Review: "I love a niche perfume, especially one that doesn’t make me smell like a Marseille soap stall and was drawn to this fragrance by Berlin perfumier Geza Schoen because he was the nose behind the cult fragrance Molecule 01, which I have always wanted to own and which, by multiple accounts, has people running down the street after you asking what scent you are wearing."
"The packaging is in-your-face Wild West, the box sleeve riddled with arty bullet holes and the box itself a gloriously overstated kaleidoscope of pinks and blues. The bottle itself comes with a detachable metal cowboy head fridge magnet (a first, surely?). Before you have even spritzed, the visual and tactile sensory overload tells you that this will be a big fragrance, which is not normally my style. But I thought if anyone could pull off subtlety within all of this it would be Schoen (apparently you can’t smell Molecule 01 on yourself but to others it’s catnip)."
"Project Renegades Geza Schoen has a sweetness and a woodiness that are deep but not cloying, with notes of bark, berries and pink pepper. However, there’s enough citrus and bergamot to lighten the experience. It beds down to become a sweet, warm and feminine scent that’s just a bit off the wall, but smells considered and expensive. It won’t replace my daytime Chanel Crystalle Eau Verte but is now my go-to for evening. Project Renegades features two other scents by cult noses Mark Buxton and Bertrand Duchaufour and is exclusive to Harvey Nichols."
Reviewer: Victorial Woodhall, Editor
6 / 6
Odd Girl Out by Laura James, £16.99
Buy online from 6th April 2017 by Bluebird
Why we love it: “A first-hand account of what it’s like to experience the world differently.”

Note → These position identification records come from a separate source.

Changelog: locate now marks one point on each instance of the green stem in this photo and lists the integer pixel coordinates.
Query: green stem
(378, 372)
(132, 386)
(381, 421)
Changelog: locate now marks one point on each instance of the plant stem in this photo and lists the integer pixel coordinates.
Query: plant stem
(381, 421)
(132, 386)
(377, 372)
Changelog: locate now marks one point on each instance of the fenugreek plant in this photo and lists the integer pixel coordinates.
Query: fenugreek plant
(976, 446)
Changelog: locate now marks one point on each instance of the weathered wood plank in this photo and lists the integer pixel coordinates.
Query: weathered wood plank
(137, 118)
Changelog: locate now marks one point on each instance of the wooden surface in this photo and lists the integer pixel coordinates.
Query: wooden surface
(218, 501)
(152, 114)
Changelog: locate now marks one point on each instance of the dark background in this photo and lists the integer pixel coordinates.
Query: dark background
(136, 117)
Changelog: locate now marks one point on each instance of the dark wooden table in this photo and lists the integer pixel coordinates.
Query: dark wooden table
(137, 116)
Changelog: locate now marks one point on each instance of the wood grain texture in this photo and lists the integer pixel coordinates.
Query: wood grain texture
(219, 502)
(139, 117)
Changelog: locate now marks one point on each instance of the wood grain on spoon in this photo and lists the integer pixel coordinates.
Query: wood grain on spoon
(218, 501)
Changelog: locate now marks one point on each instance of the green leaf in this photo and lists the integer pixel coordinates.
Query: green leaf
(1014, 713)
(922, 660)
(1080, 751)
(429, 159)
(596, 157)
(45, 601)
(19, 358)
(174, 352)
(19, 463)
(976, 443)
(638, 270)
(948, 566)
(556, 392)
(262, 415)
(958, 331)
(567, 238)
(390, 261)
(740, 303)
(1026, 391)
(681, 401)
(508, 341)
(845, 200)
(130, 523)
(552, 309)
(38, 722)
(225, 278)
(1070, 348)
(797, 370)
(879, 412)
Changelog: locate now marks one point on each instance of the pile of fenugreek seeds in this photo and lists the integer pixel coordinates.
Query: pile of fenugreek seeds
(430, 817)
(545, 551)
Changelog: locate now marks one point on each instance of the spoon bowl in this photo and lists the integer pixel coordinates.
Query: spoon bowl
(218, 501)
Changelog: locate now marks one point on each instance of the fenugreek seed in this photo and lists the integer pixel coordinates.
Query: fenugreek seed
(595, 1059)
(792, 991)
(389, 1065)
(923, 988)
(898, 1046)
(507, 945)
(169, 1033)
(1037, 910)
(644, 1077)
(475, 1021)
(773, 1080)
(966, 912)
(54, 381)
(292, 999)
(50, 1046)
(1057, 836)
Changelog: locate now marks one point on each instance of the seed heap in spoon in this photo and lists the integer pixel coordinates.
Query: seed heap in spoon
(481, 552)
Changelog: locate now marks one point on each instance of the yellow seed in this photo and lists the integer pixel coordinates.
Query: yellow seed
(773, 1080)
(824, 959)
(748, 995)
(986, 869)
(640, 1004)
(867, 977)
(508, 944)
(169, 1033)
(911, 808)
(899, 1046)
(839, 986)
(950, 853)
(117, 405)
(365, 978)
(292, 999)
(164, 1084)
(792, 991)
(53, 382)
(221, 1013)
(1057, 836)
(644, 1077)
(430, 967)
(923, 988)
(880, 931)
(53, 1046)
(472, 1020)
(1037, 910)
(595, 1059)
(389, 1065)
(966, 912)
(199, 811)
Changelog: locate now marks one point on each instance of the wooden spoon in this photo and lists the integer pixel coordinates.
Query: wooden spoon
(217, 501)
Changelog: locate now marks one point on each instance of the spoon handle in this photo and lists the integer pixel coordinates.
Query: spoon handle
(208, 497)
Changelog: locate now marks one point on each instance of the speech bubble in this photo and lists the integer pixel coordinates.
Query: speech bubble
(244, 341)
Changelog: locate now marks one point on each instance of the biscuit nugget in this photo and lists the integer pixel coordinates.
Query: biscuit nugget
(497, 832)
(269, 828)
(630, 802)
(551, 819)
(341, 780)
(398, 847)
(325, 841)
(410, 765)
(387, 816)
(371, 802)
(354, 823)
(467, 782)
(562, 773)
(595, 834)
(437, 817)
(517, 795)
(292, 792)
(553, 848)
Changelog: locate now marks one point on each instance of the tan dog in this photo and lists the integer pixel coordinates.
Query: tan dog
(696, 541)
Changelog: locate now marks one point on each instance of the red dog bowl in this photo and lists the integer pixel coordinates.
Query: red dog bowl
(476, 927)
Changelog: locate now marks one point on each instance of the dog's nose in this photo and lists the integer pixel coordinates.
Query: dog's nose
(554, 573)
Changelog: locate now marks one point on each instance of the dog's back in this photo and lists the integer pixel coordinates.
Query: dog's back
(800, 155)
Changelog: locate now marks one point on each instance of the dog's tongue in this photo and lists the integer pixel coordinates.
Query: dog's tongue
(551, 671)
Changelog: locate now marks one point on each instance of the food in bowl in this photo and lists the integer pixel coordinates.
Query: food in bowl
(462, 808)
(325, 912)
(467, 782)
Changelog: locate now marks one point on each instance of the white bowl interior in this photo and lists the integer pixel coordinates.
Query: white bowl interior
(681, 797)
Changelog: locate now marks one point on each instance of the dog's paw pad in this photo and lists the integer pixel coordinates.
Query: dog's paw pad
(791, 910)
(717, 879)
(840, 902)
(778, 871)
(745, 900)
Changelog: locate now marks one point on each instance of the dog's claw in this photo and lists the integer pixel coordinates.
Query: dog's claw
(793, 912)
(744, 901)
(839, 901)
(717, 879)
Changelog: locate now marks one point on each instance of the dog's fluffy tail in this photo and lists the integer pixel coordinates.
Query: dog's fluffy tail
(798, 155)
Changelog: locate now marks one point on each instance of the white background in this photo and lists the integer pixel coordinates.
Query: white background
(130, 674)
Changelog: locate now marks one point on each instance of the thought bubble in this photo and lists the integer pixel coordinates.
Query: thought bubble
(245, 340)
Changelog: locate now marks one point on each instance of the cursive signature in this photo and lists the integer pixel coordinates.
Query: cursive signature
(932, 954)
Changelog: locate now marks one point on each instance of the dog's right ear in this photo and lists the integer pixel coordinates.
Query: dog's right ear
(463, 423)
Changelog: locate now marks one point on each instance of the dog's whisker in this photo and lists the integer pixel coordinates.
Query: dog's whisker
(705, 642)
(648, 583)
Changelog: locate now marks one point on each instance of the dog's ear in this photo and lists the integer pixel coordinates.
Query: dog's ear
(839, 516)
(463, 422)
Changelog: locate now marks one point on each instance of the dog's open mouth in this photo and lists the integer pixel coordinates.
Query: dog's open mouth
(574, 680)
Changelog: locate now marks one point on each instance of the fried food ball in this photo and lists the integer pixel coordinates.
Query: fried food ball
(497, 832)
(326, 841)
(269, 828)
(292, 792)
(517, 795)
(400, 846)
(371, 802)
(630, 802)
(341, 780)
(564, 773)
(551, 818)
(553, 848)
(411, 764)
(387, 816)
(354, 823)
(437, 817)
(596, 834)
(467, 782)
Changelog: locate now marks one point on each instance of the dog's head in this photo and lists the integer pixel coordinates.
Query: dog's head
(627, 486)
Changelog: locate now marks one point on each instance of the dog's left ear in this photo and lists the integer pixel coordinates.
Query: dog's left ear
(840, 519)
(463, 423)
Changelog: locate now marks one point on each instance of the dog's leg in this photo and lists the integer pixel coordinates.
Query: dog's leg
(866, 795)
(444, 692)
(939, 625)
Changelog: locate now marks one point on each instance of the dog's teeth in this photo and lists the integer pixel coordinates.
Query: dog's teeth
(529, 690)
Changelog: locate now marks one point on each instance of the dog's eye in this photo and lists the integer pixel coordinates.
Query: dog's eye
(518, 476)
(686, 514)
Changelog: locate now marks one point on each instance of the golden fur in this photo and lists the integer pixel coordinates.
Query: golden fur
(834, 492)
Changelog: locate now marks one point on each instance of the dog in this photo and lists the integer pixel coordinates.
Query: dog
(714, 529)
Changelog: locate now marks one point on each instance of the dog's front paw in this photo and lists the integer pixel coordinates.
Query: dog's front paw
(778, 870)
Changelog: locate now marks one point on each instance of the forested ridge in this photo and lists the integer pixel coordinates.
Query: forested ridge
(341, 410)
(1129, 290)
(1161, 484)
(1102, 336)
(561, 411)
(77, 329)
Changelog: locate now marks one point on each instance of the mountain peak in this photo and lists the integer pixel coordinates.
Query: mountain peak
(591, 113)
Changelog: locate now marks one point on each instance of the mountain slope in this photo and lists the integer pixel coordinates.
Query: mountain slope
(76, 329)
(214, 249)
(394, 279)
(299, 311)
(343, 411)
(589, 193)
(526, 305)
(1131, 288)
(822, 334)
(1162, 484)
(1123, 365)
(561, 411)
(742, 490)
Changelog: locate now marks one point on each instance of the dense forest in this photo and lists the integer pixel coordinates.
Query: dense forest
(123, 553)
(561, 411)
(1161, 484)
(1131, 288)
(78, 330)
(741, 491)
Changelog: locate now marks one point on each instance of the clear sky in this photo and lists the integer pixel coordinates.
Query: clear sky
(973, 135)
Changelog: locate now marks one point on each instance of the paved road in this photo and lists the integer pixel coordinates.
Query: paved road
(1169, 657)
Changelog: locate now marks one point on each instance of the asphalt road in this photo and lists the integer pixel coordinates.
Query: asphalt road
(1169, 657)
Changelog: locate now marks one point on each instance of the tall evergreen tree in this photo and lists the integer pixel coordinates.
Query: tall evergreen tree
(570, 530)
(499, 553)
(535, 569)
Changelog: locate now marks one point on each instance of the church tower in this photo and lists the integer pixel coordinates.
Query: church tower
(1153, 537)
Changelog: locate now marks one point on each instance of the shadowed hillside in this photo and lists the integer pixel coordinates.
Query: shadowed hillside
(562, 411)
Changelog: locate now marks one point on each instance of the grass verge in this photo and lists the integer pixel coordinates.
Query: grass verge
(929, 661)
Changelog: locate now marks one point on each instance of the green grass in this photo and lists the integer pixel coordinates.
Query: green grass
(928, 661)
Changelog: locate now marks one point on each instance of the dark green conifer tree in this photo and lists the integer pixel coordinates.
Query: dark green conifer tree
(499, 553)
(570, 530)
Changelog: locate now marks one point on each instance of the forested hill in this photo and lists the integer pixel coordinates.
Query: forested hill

Review: “My 5-year-old nephew was diagnosed with autism over a year ago, and although I’m learning what I can from what my sister is advised by the experts, it’s hard to really understand what goes on in his mind that makes him behave the way he does. This week is World Autism Awareness Week, and ‘awareness’ really is lacking on the subject - which is why this book from journalist Laura James, which is released next week, grabbed my attention. A moving and incredibly descriptive memoir, the book charts a year in Laura’s life as, after years of feeling that she experiences life differently, she is diagnosed in her mid-forties as autistic. From the very first page as a reader you are inside Laura’s head; the book is an invaluable insight that allows you to see the world through autistic eyes, peppered with fascinating, practical and helpful comment from some of the experts Laura has leaned upon for advice through her diagnosis. The book explores the differences between male and female autism (women are far less likely to be diagnosed as their behaviour often hides the signs), and with the kind of clear honesty that only comes with being on the spectrum Laura observes the communication issues between her and her family, as well as how autism affects her approach to her career. Best of all, the book gives hope; to those who feel different and wonder why, to those with an autistic child who need to know that they can live a successful life, and to those living with autism who feel misunderstood. In reading Laura’s story I hope I’ll be far better at recognising autism in others, as well as helping my nephew to find his place in the world; I’d make everyone read it if I could.”